Wednesday, October 7, 2009

Testing, testing, 123

Writing JUnit tests for a robocode robot make it very easy to test to see if your robot is doing what you're expecting it to do. Also, it makes it extremely simple to check that nothing is lost while you are making changes in efforts to improve functionality. My Runner robot has an admittedly very simple strategy so there isnt much to test.

The easiest tests to create were the acceptance tests, which only checked to see whether or not my robot won a set amount of rounds against another robot. The harder ones where to check whether or not my function to keep my robot headed in a somewhat diagonal heading worked or not. Testing to see if my firing power based on distance was working correctly wasn't too hard. I wasn't able to test much more of my robot's other strategy so i used more than 2 acceptance tests.
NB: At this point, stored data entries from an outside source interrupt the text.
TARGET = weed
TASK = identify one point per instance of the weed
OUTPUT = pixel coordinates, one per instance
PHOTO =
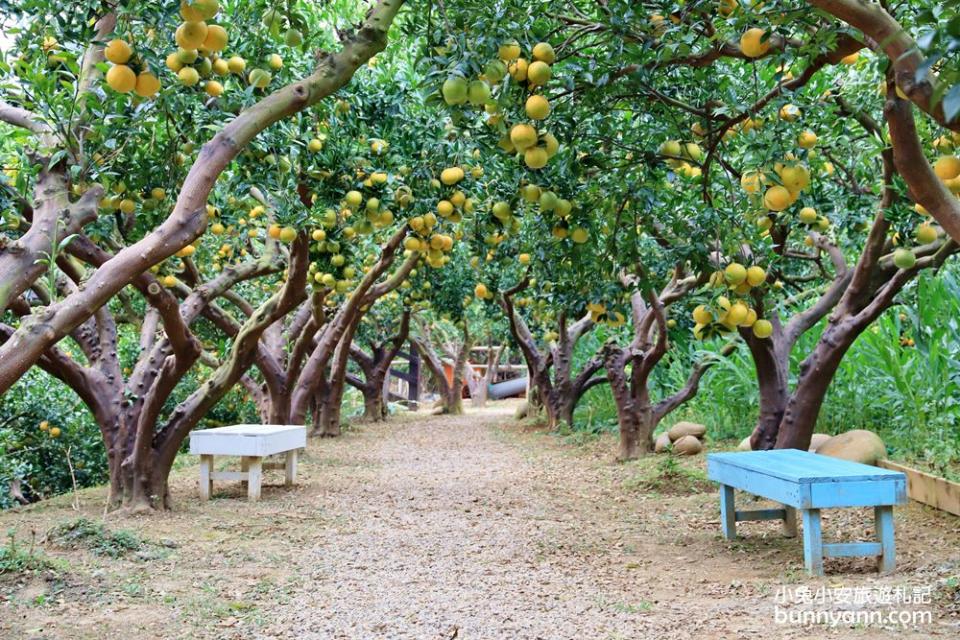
(17, 560)
(96, 537)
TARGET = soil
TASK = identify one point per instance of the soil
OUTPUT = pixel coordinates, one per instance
(468, 527)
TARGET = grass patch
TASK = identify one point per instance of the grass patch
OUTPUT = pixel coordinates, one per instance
(17, 559)
(669, 476)
(95, 536)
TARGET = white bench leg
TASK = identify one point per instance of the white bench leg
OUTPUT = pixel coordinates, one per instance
(290, 468)
(254, 478)
(206, 482)
(812, 542)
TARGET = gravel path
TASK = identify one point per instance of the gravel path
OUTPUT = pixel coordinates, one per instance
(448, 540)
(469, 527)
(448, 528)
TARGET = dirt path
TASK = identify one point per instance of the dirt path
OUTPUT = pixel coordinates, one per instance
(463, 527)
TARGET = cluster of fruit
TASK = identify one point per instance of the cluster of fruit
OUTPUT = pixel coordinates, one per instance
(724, 315)
(537, 147)
(559, 208)
(679, 155)
(199, 47)
(121, 76)
(599, 313)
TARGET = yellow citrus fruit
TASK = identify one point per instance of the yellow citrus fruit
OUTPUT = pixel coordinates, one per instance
(795, 178)
(537, 107)
(789, 112)
(173, 62)
(117, 51)
(121, 78)
(535, 157)
(189, 76)
(216, 39)
(523, 136)
(752, 43)
(538, 73)
(551, 144)
(777, 198)
(191, 35)
(213, 88)
(807, 140)
(236, 64)
(451, 175)
(509, 51)
(750, 182)
(808, 215)
(702, 315)
(147, 85)
(762, 329)
(947, 167)
(756, 276)
(850, 59)
(259, 78)
(926, 233)
(544, 52)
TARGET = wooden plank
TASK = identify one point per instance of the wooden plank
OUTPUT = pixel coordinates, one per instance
(761, 514)
(229, 475)
(255, 477)
(777, 489)
(800, 466)
(812, 542)
(859, 493)
(928, 488)
(728, 515)
(206, 481)
(852, 549)
(290, 467)
(884, 526)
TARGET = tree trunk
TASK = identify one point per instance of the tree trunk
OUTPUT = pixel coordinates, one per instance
(772, 380)
(816, 374)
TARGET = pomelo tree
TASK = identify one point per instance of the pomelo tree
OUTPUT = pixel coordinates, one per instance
(70, 119)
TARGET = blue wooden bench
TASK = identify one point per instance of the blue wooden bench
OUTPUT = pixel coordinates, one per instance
(810, 482)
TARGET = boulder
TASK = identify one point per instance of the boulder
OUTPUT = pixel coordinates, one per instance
(688, 446)
(817, 440)
(681, 429)
(662, 443)
(858, 445)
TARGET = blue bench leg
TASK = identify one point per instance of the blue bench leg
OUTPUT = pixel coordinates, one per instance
(812, 542)
(728, 513)
(789, 521)
(884, 525)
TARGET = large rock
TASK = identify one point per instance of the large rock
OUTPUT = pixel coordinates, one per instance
(681, 429)
(688, 446)
(662, 443)
(858, 445)
(818, 439)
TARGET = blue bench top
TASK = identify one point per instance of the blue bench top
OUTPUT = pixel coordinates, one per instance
(804, 467)
(807, 480)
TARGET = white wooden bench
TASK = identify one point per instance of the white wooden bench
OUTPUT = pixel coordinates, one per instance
(251, 443)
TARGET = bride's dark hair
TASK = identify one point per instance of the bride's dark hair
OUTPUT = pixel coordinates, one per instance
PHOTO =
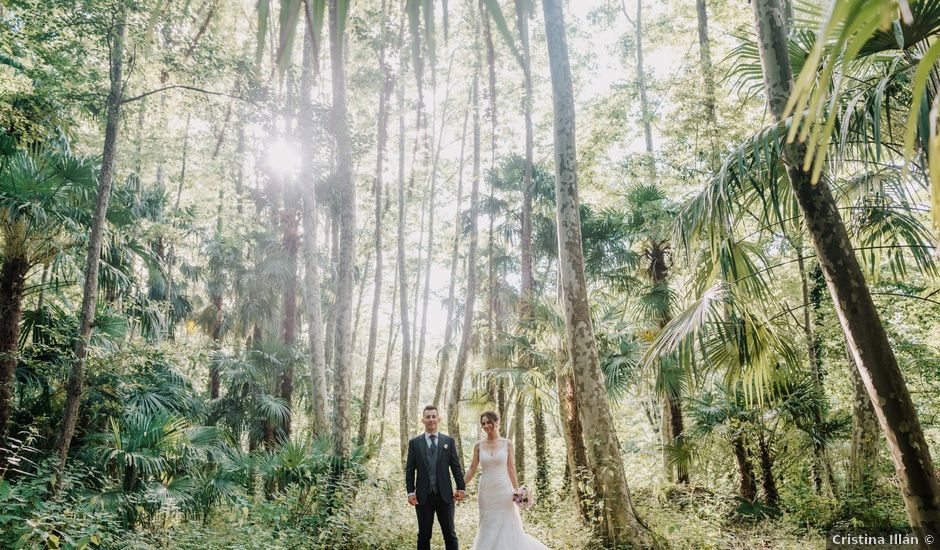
(491, 415)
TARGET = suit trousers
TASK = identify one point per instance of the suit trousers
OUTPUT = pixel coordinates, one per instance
(445, 518)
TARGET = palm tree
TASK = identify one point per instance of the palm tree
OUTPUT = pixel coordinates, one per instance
(621, 525)
(864, 331)
(90, 291)
(41, 195)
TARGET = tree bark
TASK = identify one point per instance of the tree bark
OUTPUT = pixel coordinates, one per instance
(708, 83)
(388, 84)
(579, 468)
(419, 364)
(868, 342)
(747, 485)
(646, 115)
(12, 281)
(771, 495)
(518, 424)
(403, 423)
(92, 261)
(342, 366)
(821, 465)
(541, 448)
(318, 382)
(863, 460)
(390, 349)
(463, 354)
(455, 255)
(621, 525)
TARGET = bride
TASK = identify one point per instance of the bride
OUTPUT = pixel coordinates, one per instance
(500, 524)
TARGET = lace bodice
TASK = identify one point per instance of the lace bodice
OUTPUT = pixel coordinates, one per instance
(500, 523)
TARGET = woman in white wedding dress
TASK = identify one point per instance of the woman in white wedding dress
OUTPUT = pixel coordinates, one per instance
(500, 523)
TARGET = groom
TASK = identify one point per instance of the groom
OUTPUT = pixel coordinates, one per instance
(430, 456)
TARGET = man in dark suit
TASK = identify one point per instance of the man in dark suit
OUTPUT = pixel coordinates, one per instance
(432, 457)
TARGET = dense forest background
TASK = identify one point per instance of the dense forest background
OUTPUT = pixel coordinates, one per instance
(685, 249)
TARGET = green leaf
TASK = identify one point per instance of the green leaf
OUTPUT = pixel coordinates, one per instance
(264, 11)
(496, 14)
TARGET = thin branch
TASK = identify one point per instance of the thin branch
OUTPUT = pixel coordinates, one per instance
(185, 87)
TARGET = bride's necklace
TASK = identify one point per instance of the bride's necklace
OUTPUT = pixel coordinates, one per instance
(493, 452)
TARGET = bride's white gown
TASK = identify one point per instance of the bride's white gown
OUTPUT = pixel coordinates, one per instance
(500, 523)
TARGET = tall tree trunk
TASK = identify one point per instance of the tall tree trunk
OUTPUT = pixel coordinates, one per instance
(318, 382)
(771, 496)
(390, 349)
(646, 114)
(747, 485)
(419, 365)
(455, 254)
(463, 353)
(518, 425)
(12, 281)
(541, 447)
(216, 297)
(860, 322)
(360, 297)
(403, 410)
(821, 465)
(708, 83)
(413, 390)
(621, 524)
(388, 84)
(73, 396)
(577, 464)
(863, 460)
(332, 232)
(342, 366)
(525, 253)
(290, 240)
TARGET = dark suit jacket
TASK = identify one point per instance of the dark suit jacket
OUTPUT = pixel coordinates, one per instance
(418, 465)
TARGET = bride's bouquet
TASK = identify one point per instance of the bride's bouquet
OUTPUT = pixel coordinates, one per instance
(523, 497)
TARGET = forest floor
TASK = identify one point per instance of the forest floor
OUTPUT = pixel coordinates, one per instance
(381, 519)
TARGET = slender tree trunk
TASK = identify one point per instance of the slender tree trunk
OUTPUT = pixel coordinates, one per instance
(388, 85)
(863, 460)
(403, 410)
(860, 322)
(771, 495)
(821, 464)
(621, 524)
(342, 368)
(318, 382)
(12, 281)
(747, 485)
(518, 425)
(577, 464)
(463, 354)
(541, 448)
(455, 254)
(646, 113)
(360, 296)
(332, 232)
(216, 297)
(427, 272)
(390, 349)
(73, 396)
(525, 253)
(290, 240)
(413, 390)
(708, 83)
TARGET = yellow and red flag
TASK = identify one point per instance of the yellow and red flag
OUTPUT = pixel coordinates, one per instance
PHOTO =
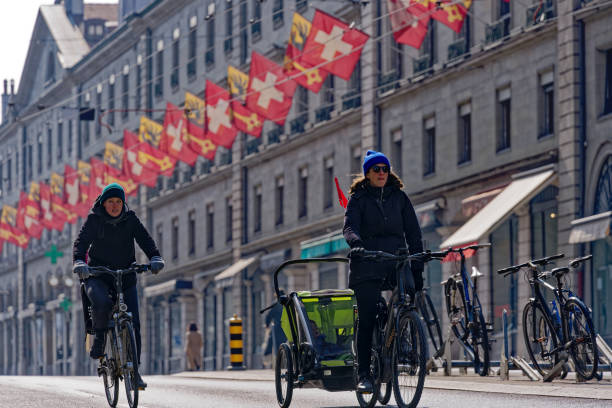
(8, 228)
(195, 108)
(270, 90)
(295, 66)
(173, 137)
(244, 119)
(333, 45)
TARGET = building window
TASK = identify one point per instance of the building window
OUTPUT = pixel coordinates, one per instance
(125, 93)
(210, 226)
(60, 140)
(191, 232)
(277, 14)
(49, 148)
(159, 62)
(303, 192)
(279, 199)
(608, 85)
(429, 146)
(503, 119)
(396, 151)
(464, 133)
(547, 104)
(229, 213)
(192, 49)
(175, 238)
(174, 77)
(257, 209)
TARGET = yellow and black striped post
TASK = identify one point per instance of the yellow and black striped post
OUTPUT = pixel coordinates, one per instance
(236, 345)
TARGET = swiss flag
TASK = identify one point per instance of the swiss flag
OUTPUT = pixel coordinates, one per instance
(200, 142)
(218, 121)
(28, 216)
(270, 90)
(72, 188)
(333, 46)
(173, 139)
(409, 24)
(49, 220)
(131, 163)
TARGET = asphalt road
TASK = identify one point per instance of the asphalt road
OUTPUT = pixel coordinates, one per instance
(172, 391)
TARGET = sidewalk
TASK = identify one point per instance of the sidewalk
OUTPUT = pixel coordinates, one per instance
(518, 384)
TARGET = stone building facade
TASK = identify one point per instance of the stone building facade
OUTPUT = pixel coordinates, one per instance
(521, 97)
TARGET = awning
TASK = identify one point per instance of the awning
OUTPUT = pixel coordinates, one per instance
(173, 285)
(523, 188)
(591, 228)
(323, 245)
(236, 268)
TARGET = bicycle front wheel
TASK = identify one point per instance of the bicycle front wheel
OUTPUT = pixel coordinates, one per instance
(409, 361)
(582, 336)
(108, 371)
(540, 338)
(130, 364)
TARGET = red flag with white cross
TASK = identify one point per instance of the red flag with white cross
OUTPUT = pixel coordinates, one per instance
(333, 46)
(270, 90)
(173, 139)
(132, 164)
(218, 120)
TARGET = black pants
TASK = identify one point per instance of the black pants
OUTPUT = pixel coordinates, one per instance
(367, 294)
(101, 296)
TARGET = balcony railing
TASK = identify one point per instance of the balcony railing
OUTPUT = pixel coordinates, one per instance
(422, 65)
(457, 49)
(497, 30)
(323, 114)
(538, 13)
(351, 99)
(298, 124)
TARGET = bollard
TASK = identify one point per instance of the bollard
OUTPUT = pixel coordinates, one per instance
(236, 345)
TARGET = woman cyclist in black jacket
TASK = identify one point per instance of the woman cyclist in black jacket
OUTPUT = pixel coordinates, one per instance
(107, 238)
(379, 217)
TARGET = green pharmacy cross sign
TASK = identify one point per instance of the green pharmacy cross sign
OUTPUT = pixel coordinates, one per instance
(53, 253)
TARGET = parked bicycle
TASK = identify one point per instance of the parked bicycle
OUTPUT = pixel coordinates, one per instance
(567, 328)
(399, 346)
(465, 313)
(120, 360)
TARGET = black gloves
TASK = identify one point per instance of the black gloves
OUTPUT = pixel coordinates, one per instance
(157, 264)
(80, 268)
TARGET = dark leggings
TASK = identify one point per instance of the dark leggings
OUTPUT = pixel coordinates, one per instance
(367, 294)
(99, 294)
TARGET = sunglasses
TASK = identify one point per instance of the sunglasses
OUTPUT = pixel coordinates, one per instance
(378, 169)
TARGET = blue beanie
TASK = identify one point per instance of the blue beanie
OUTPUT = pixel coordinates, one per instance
(373, 157)
(112, 190)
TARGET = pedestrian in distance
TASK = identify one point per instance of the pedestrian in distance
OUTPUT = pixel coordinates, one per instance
(107, 239)
(379, 217)
(193, 348)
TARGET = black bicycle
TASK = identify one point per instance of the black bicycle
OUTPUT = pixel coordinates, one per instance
(120, 360)
(465, 312)
(399, 345)
(566, 328)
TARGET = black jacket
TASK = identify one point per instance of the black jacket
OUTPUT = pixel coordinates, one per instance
(110, 241)
(380, 219)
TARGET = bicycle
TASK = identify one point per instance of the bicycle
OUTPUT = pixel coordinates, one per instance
(399, 346)
(120, 360)
(549, 333)
(465, 313)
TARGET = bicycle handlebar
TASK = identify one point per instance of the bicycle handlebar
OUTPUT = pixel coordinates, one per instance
(542, 261)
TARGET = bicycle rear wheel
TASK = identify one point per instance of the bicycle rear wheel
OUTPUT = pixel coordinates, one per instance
(540, 338)
(130, 364)
(581, 334)
(409, 361)
(108, 371)
(430, 317)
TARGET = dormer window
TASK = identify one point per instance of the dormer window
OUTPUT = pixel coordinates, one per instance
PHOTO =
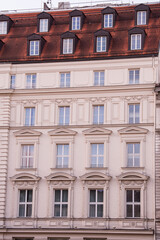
(76, 20)
(108, 17)
(142, 14)
(35, 44)
(3, 27)
(136, 38)
(76, 23)
(68, 43)
(108, 20)
(44, 22)
(102, 41)
(5, 24)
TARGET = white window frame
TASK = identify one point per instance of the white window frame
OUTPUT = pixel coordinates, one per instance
(3, 27)
(136, 41)
(134, 73)
(141, 17)
(25, 203)
(96, 203)
(108, 20)
(98, 115)
(133, 203)
(64, 122)
(67, 45)
(101, 43)
(100, 78)
(63, 156)
(30, 116)
(66, 77)
(76, 23)
(134, 113)
(43, 25)
(31, 80)
(60, 203)
(34, 48)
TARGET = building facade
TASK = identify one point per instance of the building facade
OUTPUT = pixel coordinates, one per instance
(77, 123)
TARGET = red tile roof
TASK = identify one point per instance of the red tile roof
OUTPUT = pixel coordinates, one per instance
(15, 42)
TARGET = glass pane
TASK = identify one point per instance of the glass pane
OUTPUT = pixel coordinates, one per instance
(22, 195)
(92, 210)
(92, 195)
(29, 210)
(57, 210)
(64, 195)
(57, 195)
(136, 195)
(129, 211)
(137, 211)
(100, 195)
(21, 210)
(64, 210)
(100, 211)
(129, 196)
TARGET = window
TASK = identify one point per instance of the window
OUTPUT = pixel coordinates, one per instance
(96, 203)
(25, 203)
(43, 25)
(64, 115)
(135, 41)
(65, 80)
(62, 155)
(67, 46)
(27, 156)
(61, 203)
(108, 20)
(12, 83)
(76, 23)
(99, 78)
(141, 17)
(133, 154)
(30, 116)
(101, 44)
(34, 48)
(97, 154)
(31, 81)
(3, 27)
(134, 76)
(134, 113)
(133, 203)
(98, 114)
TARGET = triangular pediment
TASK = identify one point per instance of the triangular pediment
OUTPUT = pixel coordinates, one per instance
(60, 177)
(132, 176)
(95, 176)
(133, 130)
(62, 132)
(24, 177)
(27, 133)
(97, 131)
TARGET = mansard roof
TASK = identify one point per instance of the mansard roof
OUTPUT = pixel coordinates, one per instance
(25, 24)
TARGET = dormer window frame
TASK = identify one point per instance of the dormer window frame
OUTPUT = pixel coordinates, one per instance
(142, 8)
(136, 31)
(34, 38)
(8, 20)
(76, 13)
(67, 36)
(97, 35)
(109, 11)
(44, 16)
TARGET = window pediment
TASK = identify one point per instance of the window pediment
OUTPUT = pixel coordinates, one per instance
(97, 131)
(62, 132)
(27, 133)
(133, 130)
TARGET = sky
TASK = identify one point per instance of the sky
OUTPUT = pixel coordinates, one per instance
(37, 4)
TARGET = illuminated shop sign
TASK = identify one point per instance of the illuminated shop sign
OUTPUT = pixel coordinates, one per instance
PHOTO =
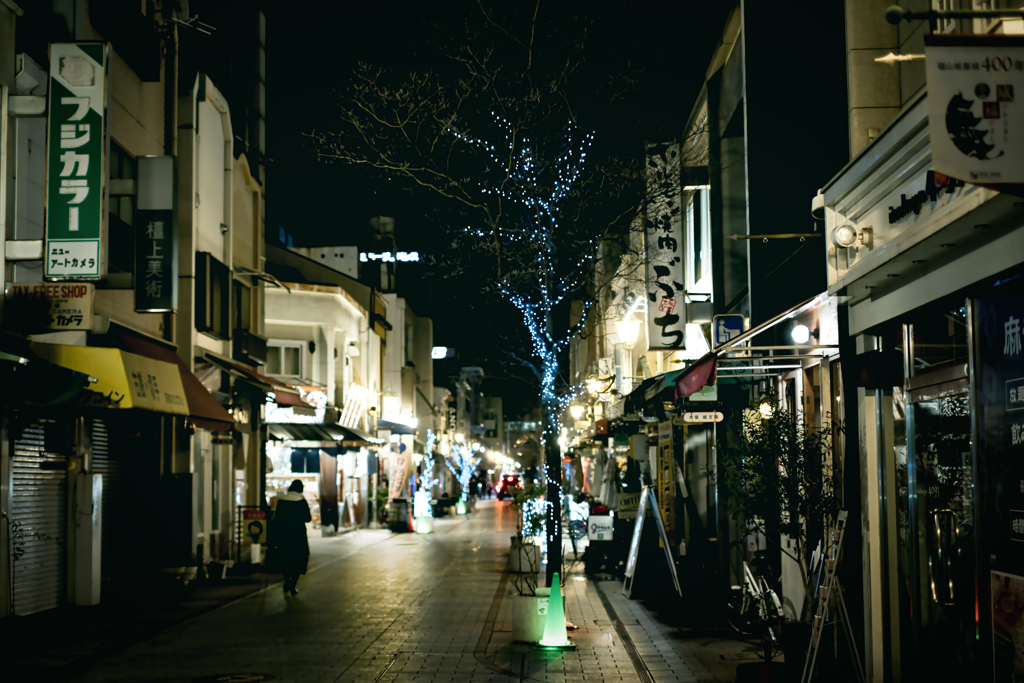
(388, 257)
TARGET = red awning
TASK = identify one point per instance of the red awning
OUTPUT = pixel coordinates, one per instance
(204, 410)
(697, 376)
(283, 394)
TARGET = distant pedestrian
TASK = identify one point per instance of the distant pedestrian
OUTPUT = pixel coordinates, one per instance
(291, 544)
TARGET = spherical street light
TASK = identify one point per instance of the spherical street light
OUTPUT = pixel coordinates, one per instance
(628, 330)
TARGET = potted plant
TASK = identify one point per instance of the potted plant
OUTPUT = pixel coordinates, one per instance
(777, 481)
(529, 603)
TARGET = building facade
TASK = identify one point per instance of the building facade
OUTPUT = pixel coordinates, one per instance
(132, 228)
(927, 268)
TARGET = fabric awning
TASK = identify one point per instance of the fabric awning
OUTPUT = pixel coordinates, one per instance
(283, 394)
(324, 434)
(696, 376)
(358, 434)
(203, 409)
(297, 431)
(127, 380)
(37, 382)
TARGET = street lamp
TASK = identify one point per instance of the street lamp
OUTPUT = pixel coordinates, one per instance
(628, 329)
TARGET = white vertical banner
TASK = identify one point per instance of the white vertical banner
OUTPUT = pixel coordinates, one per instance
(976, 125)
(665, 250)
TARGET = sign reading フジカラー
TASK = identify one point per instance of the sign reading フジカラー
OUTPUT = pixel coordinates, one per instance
(76, 162)
(976, 125)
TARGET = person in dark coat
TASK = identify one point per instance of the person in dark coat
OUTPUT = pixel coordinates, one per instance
(291, 515)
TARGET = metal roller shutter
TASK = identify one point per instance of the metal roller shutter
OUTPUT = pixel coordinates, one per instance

I think it tests most of what my robot does. The only thing that isn't tested is whether or not my robot turns 90 degrees when it hits a wall. I wasn't able to figure out a way to check to see if its behavior was correct.

The results of Emma are as follows:

Emma Coverage summary
class: 90% (9/10)
method: 84% (42/50)
block: 74% (390/530)
line: 74% (100.4/135)

I have changed my robot's code to make it easier to write JUnit tests. I could definitely add more to test though.